Was this place built before 1978? If so, test for lead based paint by buying a test kit at the hardware store.

As others have explained, this is going to be much more work than you expect it to be. Doing it right will be a lot of work, and doing it half heartedly could mean your landlord having to scrape off your paint and do it right before the next renter.

So, here's what you do. Send him a budget that includes everything you'll need: TSP substitute, towels, splash goggles, chemical protective gloves, a tarp or paper to protect other areas, paint containers, painters tape, caulk, a caulking gun, that 5 in 1 tool, brushes. Also include a list of all the questions you have with a note about being a painting novice. "Should I rent a power washer or can I just cover this dirt with paint," "do you prime first or does that go in between the coats of paint?" He may realize that outfitting someone with no equipment costs almost as much as paying the professionals, and that with them he'll get a better result.
posted by slidell at 9:31 PM on March 8, 2014

To clarify, this was my (naive) idea, not the landlord's. Landlord is unlikely to pay for pro painting work, and I have no leverage to make him do it, so it's basically a question of what I can reasonably do by myself. Right now I'm thinking paint the railing and wall and find some way to make the floor look less grotty -- something of the sisal mat variety might work. The difficulty there is that the balcony gets rain and doesn't drain well at all. Creative solutions welcomed.
posted by zeri at 9:52 PM on March 8, 2014

I think you should grab a lead tester, and see if the paint contains lead. Not really for any other reason than potentially building your convictions.

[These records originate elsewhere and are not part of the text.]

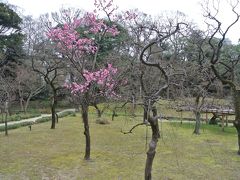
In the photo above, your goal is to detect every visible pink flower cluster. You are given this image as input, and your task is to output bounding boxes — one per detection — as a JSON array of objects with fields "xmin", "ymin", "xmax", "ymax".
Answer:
[
  {"xmin": 47, "ymin": 13, "xmax": 119, "ymax": 54},
  {"xmin": 65, "ymin": 64, "xmax": 117, "ymax": 96}
]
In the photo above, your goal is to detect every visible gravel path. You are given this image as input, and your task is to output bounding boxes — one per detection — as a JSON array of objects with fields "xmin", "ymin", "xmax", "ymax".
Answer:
[{"xmin": 0, "ymin": 109, "xmax": 75, "ymax": 127}]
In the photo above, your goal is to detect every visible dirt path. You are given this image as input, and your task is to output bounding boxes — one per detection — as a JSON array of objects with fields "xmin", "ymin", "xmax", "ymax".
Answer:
[{"xmin": 0, "ymin": 109, "xmax": 75, "ymax": 127}]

If there's no lead, then say to your landlord "I'm not going to do this work, a professional should do it."

If there's lead present, then say to your landlord "I'm DEFINITELY not going to do this work, a professional should DEFINITELY do it."
posted by oceanjesse at 4:21 AM on March 9, 2014

If you're game, you can do this. (as long as the paint isn't lead--nthing getting a tester.) You're going to want to rent equipment. (the landlord can pay for this.)

Go to a big-box store, and they'll recommend the right products.

First, use a deck cleaner to get all the dirt off.

Then, if you're feeling super ambitious, use a paint stripper. It works pretty easily.

Then, take a power washer and power off all the old, flaking paint and whatever other loose material there is.

Let it rest and dry for a few days.

Then prime surfaces with whatever the big-box paint gal says to use. Then use a rented sprayer. Use the paint for the wooden railing recommended. Use the paint recommended for the stucco wall. Use a special cement floor paint, with some sand in it, for the floor.

This isn't a big balcony, so you could probably get away with a good paint brush for the railing, a huge, nappy roller for the stucco and a special roller for the sanded cement floor paint. You can be the judge of that.

What I'd do is to go to the big box store and make a list of the proposed materials and their costs. Verify with the landlord that it's not a $10 gallon bucket of paint, but a full-on project that's likely to run into the hundreds of dollars. Do it in writing and get a response in writing, and keep with your lease and punch list.

It sounds like a lot of work, but it really, really isn't. I did a redwood deck and I can't tell you how much better it looked after the cheesy red-barn paint was stripped off!
posted by Ruthless Bunny at 9:04 AM on March 9, 2014 [1 favorite]

An alternative for the floor, if you decide not to paint it, is deck tiles -- examples here, here, here, or just google the term. The advantage is that, unlike sisal matting, this would raise up just a bit off the floor surface so dampness wouldn't be as much of a problem. I'm actually considering these for my grotty cement patio.
posted by Kat Allison at 9:17 AM on March 9, 2014 [1 favorite]

Yes, do test for lead paint, and don't mess with i if it is lead-based. I'm with stormygrey, esp. as the landlord is unlikely to have it done. You don't have to match the colors, but sticking to similar colors will make it easier.